Setup Development Environment

# Clone repository
git clone https://github.com/your-username/desktop-access-mcp-server.git
cd desktop-access-mcp-server

# Create virtual environment
python -m venv venv
source venv/bin/activate  # On Windows: venv\Scripts\activate

# Install dependencies
pip install -r requirements.txt
pip install pytest black flake8

Code Quality

# Format code
black .

# Check code style
flake8 .

# Run tests
python -m pytest

Project Structure

desktop-access-mcp-server/
├── desktop_access_mcp_server/     # Main package
│   ├── __init__.py               # Package init
│   ├── __main__.py               # MCP server entry point
│   ├── cli.py                    # Command-line interface
│   └── desktop_controller.py     # Core functionality
├── test_*.py                     # Test files
├── run_screenshot_tests.py       # Screenshot test suite
├── review_screenshots.py         # Screenshot review tool
├── requirements.txt              # Python dependencies
├── pyproject.toml                # Package configuration
└── README.md                     # This file

⚙️ JSON Configuration for MCP Clients

Claude Desktop Configuration

To use this server with Claude Desktop, add the following to your MCP configuration file:

{
  "mcpServers": {
    "desktop-access": {
      "command": "uvx",
      "args": [
        "--from",
        "desktop-access-mcp-server",
        "desktop-access-mcp-server"
      ]
    }
  }
}

If you have installed the package locally, you can use the direct command instead:

{
  "mcpServers": {
    "desktop-access": {
      "command": "desktop-access-mcp-server"
    }
  }
}

Generic MCP Client Configuration

For other MCP clients that use JSON configuration files, the general format is:

{
  "mcpServers": {
    "desktop-access": {
      "command": "uvx",
      "args": [
        "--from",
        "desktop-access-mcp-server",
        "desktop-access-mcp-server"
      ]
    }
  }
}

Configuration File Locations

Claude Desktop: ~/Library/Application Support/Claude/mcp-config.json (macOS) or %APPDATA%\Claude\mcp-config.json (Windows)
Generic MCP Clients: Check your client's documentation for the configuration file location

Available Tools

Once configured, the following tools will be available to your MCP client:

take_screenshot - Capture desktop screenshots in PNG or JPEG format
keyboard_input - Simulate keyboard typing and key combinations
mouse_action - Control mouse movements, clicks, and scrolling

Example Usage in Claude

After configuration, you can ask Claude to:

"Take a screenshot of my desktop"
"Type 'Hello World' in the current application"
"Click on the center of the screen"
"Press Ctrl+C to copy selected text"

🤝 Contributing

Contributions are welcome!
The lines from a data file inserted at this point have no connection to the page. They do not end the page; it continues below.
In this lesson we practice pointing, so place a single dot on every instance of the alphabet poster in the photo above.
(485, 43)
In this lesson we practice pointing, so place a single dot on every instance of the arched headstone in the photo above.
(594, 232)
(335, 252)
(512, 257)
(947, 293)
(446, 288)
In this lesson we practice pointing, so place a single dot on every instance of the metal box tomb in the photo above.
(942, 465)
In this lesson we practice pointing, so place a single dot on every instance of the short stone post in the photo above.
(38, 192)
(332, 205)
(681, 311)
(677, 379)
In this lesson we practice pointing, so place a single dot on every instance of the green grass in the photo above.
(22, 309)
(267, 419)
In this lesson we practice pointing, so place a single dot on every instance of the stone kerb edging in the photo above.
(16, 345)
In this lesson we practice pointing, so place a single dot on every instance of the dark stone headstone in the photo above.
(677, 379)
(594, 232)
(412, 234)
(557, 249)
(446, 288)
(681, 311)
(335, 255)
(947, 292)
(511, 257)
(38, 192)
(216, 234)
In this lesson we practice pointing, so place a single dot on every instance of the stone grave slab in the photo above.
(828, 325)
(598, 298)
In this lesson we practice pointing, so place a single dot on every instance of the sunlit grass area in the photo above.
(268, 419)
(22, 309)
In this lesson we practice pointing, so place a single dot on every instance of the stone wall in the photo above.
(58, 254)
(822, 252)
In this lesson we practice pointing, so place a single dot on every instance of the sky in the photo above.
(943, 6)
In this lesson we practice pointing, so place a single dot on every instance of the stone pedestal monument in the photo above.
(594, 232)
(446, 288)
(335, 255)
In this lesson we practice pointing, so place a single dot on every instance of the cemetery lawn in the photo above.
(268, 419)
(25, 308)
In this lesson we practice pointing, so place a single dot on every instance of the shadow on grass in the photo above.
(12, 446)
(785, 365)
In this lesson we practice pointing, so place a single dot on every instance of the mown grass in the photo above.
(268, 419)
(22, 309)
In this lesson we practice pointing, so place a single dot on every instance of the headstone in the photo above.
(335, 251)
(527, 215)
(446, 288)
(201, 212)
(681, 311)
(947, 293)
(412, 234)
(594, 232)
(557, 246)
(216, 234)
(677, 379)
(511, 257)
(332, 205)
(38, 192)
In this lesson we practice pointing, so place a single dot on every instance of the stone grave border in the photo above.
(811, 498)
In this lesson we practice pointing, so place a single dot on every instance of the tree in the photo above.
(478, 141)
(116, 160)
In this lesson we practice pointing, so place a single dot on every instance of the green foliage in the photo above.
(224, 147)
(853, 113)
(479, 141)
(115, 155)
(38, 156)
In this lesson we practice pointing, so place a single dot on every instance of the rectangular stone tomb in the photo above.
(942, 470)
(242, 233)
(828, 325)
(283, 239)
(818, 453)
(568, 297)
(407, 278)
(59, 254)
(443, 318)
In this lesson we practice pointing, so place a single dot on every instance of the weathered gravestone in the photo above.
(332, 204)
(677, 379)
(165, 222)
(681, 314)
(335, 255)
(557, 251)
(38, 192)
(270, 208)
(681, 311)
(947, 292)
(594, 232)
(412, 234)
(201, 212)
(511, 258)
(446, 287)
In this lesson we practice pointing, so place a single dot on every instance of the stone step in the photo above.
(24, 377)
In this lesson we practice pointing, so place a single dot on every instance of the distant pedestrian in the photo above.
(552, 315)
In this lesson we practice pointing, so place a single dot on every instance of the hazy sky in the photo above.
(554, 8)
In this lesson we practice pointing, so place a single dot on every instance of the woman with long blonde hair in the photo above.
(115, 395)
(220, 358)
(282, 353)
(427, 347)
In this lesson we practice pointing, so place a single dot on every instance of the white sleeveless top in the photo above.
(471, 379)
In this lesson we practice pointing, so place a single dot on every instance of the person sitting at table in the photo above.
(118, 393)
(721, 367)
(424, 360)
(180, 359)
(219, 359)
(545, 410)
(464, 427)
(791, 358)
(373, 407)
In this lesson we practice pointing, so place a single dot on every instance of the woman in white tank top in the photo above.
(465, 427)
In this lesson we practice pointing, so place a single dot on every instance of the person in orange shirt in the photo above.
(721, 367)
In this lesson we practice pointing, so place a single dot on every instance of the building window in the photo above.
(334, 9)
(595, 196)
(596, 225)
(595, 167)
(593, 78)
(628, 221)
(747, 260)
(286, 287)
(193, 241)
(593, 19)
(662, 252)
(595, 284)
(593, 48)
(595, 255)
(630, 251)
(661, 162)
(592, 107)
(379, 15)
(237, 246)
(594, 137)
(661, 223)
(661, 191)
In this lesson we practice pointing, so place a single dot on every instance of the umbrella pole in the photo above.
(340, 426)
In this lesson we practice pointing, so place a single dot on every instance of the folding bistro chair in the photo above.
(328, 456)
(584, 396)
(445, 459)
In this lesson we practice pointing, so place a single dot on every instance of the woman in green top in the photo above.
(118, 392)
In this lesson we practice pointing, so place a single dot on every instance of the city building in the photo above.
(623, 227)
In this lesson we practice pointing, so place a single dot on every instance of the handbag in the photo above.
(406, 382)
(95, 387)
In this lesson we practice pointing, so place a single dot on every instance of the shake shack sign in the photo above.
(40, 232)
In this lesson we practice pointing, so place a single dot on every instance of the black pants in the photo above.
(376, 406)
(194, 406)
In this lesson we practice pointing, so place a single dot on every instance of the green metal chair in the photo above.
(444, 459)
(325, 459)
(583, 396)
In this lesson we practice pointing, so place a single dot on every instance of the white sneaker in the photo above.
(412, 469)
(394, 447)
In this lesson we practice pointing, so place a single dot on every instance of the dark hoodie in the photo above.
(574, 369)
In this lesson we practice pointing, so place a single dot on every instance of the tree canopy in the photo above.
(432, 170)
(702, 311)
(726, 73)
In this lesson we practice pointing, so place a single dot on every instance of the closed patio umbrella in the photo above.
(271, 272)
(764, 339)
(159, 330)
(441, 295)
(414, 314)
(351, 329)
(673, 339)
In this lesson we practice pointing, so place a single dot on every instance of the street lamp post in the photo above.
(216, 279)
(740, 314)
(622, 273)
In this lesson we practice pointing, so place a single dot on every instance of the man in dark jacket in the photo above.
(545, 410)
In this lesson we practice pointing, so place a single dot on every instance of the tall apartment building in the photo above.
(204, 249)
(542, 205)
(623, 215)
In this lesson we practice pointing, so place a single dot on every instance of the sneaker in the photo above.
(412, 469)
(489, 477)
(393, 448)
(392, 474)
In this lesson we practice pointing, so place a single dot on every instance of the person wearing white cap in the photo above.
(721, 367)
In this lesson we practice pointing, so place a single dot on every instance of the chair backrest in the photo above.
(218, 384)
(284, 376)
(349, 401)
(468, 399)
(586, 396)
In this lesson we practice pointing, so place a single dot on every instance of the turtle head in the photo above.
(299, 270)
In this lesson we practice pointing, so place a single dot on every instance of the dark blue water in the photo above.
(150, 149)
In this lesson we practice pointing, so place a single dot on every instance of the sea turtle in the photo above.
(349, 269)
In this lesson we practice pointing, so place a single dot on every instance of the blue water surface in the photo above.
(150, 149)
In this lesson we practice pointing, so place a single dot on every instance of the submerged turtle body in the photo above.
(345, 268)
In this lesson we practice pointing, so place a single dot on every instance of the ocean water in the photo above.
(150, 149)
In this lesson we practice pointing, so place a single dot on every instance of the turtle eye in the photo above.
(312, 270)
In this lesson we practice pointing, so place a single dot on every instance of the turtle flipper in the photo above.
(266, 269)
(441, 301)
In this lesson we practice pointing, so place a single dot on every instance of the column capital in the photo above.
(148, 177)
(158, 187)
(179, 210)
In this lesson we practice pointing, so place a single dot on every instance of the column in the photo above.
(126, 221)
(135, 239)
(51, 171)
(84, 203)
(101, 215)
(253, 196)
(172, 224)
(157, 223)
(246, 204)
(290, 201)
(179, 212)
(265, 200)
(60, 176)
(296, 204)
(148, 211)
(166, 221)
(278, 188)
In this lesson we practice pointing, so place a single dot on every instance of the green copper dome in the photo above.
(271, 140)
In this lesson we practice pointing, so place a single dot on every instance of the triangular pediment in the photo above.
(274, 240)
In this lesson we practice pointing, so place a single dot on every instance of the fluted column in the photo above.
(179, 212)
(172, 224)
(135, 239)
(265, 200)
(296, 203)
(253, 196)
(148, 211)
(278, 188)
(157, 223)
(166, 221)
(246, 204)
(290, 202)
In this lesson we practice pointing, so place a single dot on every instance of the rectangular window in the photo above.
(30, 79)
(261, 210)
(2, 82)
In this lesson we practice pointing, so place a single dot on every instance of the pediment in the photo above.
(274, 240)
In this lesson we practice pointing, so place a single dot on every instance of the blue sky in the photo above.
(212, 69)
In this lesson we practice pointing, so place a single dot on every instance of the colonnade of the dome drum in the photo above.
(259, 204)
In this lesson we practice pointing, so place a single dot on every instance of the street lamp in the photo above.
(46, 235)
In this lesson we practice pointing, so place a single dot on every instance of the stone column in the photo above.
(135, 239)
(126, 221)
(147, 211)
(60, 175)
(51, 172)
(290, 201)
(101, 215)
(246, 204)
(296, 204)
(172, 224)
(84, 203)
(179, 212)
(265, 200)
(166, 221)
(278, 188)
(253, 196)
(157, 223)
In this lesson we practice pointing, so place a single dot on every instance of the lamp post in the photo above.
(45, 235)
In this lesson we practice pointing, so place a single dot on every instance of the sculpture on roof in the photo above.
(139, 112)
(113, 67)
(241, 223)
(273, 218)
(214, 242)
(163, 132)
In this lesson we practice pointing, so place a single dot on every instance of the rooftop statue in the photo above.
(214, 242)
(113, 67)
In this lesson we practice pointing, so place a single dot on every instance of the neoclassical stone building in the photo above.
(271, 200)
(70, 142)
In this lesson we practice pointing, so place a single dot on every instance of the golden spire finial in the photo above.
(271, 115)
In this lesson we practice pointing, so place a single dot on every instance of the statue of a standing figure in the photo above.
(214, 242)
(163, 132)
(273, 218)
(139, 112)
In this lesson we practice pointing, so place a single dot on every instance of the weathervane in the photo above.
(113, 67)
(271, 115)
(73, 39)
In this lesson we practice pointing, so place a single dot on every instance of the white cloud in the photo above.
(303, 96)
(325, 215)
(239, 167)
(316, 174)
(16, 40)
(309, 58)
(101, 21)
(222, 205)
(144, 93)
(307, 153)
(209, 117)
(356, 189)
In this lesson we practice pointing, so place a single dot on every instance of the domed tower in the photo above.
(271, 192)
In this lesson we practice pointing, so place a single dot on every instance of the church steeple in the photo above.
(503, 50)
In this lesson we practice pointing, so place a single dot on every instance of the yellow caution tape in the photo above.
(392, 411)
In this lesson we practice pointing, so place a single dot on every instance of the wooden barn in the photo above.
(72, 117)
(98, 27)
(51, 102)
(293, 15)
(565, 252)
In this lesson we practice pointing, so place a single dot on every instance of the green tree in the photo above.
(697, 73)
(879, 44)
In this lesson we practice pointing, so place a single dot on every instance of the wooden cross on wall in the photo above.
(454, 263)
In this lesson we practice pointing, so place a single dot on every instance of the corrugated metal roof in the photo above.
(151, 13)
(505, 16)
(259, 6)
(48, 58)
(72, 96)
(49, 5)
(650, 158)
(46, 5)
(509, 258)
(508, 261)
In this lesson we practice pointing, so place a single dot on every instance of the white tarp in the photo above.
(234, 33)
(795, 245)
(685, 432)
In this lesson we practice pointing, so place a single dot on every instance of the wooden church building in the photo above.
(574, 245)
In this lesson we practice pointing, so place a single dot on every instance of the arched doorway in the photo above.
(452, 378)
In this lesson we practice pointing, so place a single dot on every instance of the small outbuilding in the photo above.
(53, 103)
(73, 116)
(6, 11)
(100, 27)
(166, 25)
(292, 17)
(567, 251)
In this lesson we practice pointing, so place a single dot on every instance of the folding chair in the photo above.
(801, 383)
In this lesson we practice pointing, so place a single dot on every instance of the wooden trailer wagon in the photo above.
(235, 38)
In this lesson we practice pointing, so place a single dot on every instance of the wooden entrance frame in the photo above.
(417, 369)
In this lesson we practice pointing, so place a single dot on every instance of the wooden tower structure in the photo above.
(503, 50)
Here's how you can help:

Report Bugs: Use the issue tracker to report bugs
Suggest Features: Request new capabilities
Submit Pull Requests: Fix bugs or add features
Improve Documentation: Enhance this README or add guides

Development Guidelines

Follow PEP 8 style guide
Write tests for new functionality
Document public APIs
Keep dependencies minimal
Ensure cross-platform compatibility

📚 Resources

LLM Agent Guide - How LLM agents can use this server
Claude Desktop Configuration Guide - Detailed instructions for Claude Desktop setup
Testing Guide - Comprehensive testing documentation
MCP Documentation - Official MCP specification
Example Usage - Sample implementation

📄 License

This project is licensed under the MIT License - see the LICENSE file for details.

🙏 Acknowledgments

Model Context Protocol for the standardized interface
pynput for cross-platform input control
Pillow for image processing capabilities
MSS for fast screenshot capture

🧾 License

This project is licensed under the MIT License. See the LICENSE file for details.

📫 How to Reach Me

🔗 Other Projects

Explore more projects by the author:

TrendMaster - Advanced trend analysis tool for traders.
hjalgos_notebooks - Jupyter notebooks for hjAlgos strategies.
Zerodha-Brokerage-Calculator - A calculator for Zerodha brokerage fees.
TeleTest - Telegram bot for testing trading signals.
Tradingview-Webhook-Manager - Manage TradingView webhooks effectively.
Algotrading_Multi_account_Modern_UI - Modern UI for managing multiple algotrading accounts.
pyPortMan - Python portfolio manager for tracking investments.

🤝 Sponsorship

This project is sponsored by hjLabs.

Built with ❤️ for the AI agent community

Enabling LLMs to see and interact with the world beyond text

Project details

Release history Release notifications | RSS feed

This version

0.1.1

Aug 23, 2025

0.1.0

Aug 23, 2025

Download files

Download the file for your platform. If you're not sure which to choose, learn more about installing packages.

Source Distribution

desktop_access_mcp_server-0.1.1.tar.gz (2.7 MB view details)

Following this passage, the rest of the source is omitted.